In Gray, a mother secured insurance from Republic, a fire insurer, for property that she did not hold actual legal title but that she paid taxes on, advanced money for its improvement, and had made an oral agreement with her son for repayment of the money she was spending. She thought the property was security for her son’s promise to reimburse her. Gray testified that she told her agent about the title being in her son’s name when she bought the insurance. The property was destroyed by fire. The claim was denied because legal title was in her son’s name and she did not have an insurable interest in the property. The trial court granted a summary judgment in favor of the insurer and the Oklahoma Supreme Court reversed. The Court stated:
Before summary disposition of this case could be effected, the trial judge was duty-bound to ascertain — from the evidentiary material before him — that as a matter of law Gray … did not and could not demonstrate she would gain some economic advantage by the insured property’s continued existence or, in the alternative, that she . . . did not suffer some economic detriment from its loss or destruction. The law’s “factual expectation” standard, adopted in Snethen, is today the Oklahoma test for use in ascertaining a person’s insurable interest. Equating insurable interest with a legally cognizable estate is no longer sanctioned by our jurisprudence.

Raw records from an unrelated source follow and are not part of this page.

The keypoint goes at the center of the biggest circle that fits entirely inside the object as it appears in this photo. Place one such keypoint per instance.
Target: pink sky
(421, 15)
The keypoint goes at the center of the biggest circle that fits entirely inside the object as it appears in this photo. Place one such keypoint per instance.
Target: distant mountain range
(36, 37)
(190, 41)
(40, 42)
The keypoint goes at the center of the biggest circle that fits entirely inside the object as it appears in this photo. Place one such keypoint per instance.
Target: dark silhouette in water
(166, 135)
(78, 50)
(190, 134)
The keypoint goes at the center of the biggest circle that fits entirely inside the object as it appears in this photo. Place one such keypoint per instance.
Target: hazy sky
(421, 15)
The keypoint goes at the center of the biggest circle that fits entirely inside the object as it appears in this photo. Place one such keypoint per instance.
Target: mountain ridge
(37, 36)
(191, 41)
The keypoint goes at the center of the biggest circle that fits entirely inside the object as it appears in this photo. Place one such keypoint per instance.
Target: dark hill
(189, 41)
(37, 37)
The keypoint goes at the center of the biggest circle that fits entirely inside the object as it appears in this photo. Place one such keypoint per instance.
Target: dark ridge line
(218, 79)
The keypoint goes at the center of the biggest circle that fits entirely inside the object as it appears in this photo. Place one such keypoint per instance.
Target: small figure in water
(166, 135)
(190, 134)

Insurable interest is defined by statute as, “any actual, lawful, and substantial economic interest in the safety or preservation of the subject of the insurance free from loss, destruction, or pecuniary damage or impairment.” 36 O. S. Section 3605 (B). In other words, almost any interest that one can imagine can become insurable.

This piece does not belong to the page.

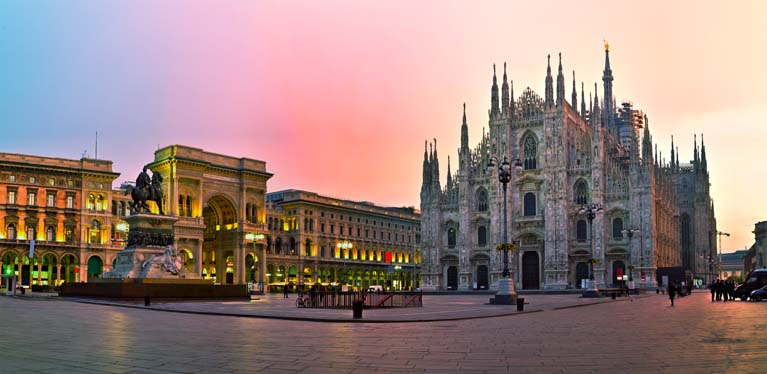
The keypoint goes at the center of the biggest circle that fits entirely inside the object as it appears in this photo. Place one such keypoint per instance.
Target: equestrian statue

In Conti v. Republic Underwriters Insurance Company, 1989 OK 128, 782 P.2d 1357, the Oklahoma Supreme Court also addressed insurable interest. The facts in Conti were that the residence was purchased with a Contract for Deed in the name of Conti’s father. The entire family considered Conti to be the owner even though the title was in his father’s name. The father contacted the agent and requested that insurance be purchased in the son’s name as owner and the premiums were paid by the father. The house was destroyed by fire. After trial the case was appealed to our Supreme Court.
In discussing the issue, the Court stated:
It is an accepted fact that the appellee had undisputed possession of the property. Nor is there any question that the appellee enjoyed beneficial ownership, or that he had equitable title by virtue of his contributions and the intent expressed by all parties to the original transaction. It has long been recognized in Oklahoma that an insurer may not escape its contractual obligation to one who has equitable title, beneficial ownership and undisputed possession of property, even though bare legal title rests in another. See: Pease v. Traveler’s Fire Insurance Company, 185 Okl. 421, 93 P.2d 536, 538 (1939).
I have to figure out a way to keep Bubba busy while the company has a chance to take a closer look at the law.